Chinese like the use of nicknames and hence Wan Chai has Wedding Card Street and Toy Street, my nickname for this lane is ‘Diet Aid’ Lane due to the overwhelming assault to your sense of smell as you enter this lane heading up to Wan Chai market. If you have a delicate stomach make sure to take a breath before you start your walk up this lane. As you walk along you will see a multitude of open-air shops selling very fresh fish and meat with a fancy dress shop thrown in for good measure. The butcher shop on the left at the lane doesn’t seem to like wastage and so you will see some quite unique cow parts hanging here.

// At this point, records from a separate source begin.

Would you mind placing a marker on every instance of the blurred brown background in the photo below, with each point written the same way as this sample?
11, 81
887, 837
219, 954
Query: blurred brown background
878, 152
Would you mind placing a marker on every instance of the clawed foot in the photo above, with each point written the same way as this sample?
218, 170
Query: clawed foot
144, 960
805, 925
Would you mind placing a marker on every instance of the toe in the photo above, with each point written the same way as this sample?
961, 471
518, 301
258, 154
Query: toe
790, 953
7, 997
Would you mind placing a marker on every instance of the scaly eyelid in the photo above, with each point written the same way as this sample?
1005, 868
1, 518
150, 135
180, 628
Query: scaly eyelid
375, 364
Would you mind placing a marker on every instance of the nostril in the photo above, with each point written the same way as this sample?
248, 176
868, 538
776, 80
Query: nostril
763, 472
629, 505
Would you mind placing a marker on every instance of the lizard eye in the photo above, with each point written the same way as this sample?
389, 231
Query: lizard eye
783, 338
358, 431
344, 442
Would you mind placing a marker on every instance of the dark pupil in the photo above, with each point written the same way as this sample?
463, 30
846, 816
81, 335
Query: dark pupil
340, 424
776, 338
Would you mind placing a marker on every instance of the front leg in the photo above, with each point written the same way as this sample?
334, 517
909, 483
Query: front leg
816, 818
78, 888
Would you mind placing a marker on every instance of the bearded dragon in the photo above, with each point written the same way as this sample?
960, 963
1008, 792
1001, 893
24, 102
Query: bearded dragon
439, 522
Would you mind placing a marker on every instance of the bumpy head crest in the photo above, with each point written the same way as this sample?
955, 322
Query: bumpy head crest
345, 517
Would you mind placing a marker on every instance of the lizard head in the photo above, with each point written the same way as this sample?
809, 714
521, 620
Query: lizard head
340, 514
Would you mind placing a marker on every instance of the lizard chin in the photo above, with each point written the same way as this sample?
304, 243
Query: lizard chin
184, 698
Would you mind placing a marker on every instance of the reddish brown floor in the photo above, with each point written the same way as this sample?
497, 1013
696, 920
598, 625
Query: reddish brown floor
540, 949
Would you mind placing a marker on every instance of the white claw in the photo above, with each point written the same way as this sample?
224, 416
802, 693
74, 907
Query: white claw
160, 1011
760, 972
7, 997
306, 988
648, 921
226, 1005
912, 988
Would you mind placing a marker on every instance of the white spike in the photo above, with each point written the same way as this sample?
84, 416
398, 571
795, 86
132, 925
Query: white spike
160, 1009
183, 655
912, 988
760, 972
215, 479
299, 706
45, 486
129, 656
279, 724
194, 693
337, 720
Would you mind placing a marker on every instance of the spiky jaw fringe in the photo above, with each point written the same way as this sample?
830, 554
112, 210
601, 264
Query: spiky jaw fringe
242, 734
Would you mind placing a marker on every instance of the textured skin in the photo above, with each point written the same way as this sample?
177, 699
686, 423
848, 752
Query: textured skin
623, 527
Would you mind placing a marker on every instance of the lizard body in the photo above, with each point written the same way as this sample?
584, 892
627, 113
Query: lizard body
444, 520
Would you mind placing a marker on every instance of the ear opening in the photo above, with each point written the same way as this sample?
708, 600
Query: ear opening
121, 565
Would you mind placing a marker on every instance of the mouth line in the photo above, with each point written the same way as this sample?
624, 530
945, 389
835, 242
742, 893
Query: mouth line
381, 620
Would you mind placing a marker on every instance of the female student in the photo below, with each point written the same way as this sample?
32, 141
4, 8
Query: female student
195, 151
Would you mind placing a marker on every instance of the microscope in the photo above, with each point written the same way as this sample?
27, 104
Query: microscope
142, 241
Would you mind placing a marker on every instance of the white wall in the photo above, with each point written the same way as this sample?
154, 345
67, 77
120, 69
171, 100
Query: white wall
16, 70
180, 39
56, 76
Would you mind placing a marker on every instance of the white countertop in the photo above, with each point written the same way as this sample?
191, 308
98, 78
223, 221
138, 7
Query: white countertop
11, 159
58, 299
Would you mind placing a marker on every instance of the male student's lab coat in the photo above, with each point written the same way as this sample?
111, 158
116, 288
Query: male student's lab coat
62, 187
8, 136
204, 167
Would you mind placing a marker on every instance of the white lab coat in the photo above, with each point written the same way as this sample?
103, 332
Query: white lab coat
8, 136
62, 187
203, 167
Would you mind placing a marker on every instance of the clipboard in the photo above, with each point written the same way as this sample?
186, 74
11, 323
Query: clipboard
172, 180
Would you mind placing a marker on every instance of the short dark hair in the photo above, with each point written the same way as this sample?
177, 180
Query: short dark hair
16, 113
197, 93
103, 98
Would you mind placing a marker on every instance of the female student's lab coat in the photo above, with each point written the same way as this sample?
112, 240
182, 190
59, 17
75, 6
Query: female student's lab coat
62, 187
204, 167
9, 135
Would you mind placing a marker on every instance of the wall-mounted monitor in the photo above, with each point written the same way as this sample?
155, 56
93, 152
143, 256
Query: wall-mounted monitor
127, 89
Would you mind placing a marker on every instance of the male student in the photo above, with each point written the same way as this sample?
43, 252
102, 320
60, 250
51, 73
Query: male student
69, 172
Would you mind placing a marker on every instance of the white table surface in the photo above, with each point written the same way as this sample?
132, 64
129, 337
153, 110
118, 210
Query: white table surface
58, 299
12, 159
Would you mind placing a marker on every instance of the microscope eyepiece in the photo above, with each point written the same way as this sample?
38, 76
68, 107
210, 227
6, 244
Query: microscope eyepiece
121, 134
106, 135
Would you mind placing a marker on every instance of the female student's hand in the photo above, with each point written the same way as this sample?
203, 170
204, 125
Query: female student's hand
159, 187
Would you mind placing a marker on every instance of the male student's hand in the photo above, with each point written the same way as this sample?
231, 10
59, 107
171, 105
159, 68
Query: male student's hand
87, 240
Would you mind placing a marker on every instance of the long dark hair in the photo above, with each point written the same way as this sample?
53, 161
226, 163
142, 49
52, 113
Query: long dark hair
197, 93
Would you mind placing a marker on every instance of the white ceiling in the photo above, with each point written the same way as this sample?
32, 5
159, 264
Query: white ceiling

At the end of this lane turn right along the market for one block then right again into Tai Yuen Street, it will become immediately obvious why this is nicknamed ‘Toy Street’. A great place to buy presents for children (or yourself) and also festive decorations. Halfway down on the left is Se Wong Sun, a shop selling snake products but their menu isn’t in English so best to go with a local friend if you are feeling adventurous. As is so typical in Chinese medicine, the snake meat and bile are thought to be powerful aphrodisiacs, personally, I’d rather eat oysters.

Continue your walk down and turn left onto Johnston Road and after a few minutes’ walk you will come to Lee Tung Avenue (The Avenue) on your left. The Avenue is a new housing development which has a 200 metre pedestrianised area down the middle between Johnston Road and Queen’s Road East – a delight from the usual traffic onslaught. As you stroll up the middle of The Avenue you are delighted by the long row of red lanterns and bronze statues; an excellent photo opportunity and great place to take your visitors. The Avenue was previously ‘Wedding Card Street’ and to honour this fact in the middle of The Avenue you can take escalators down and here you will find shops selling items pertaining to weddings such as wedding invites, tea, jewellery and cakes.

A branch of the Wing Wah bakery chain sells traditional Chinese wedding cakes (marry girl or dowry cakes) – sponge cakes filled with different types of paste (lotus, green mung bean) stamped in red on the top with the double happiness symbol. These can be given in cute little red presentation boxes which they also sell. Another Cantonese treat is sweetheart cake or ‘Wife Cake’ which is made with flaky pastry, winter melon, almond paste, sesame and spiced with five spice powder. Wing Wah also has a great window display of traditional Chinese wedding items. You won’t lack for food as along The Avenue there are numerous different food places such as Le Pain Quotidien and Hei House. Go to their website - www.leetungavenue. com.hk if you want to know more about the shops, restaurants and activities on The Avenue.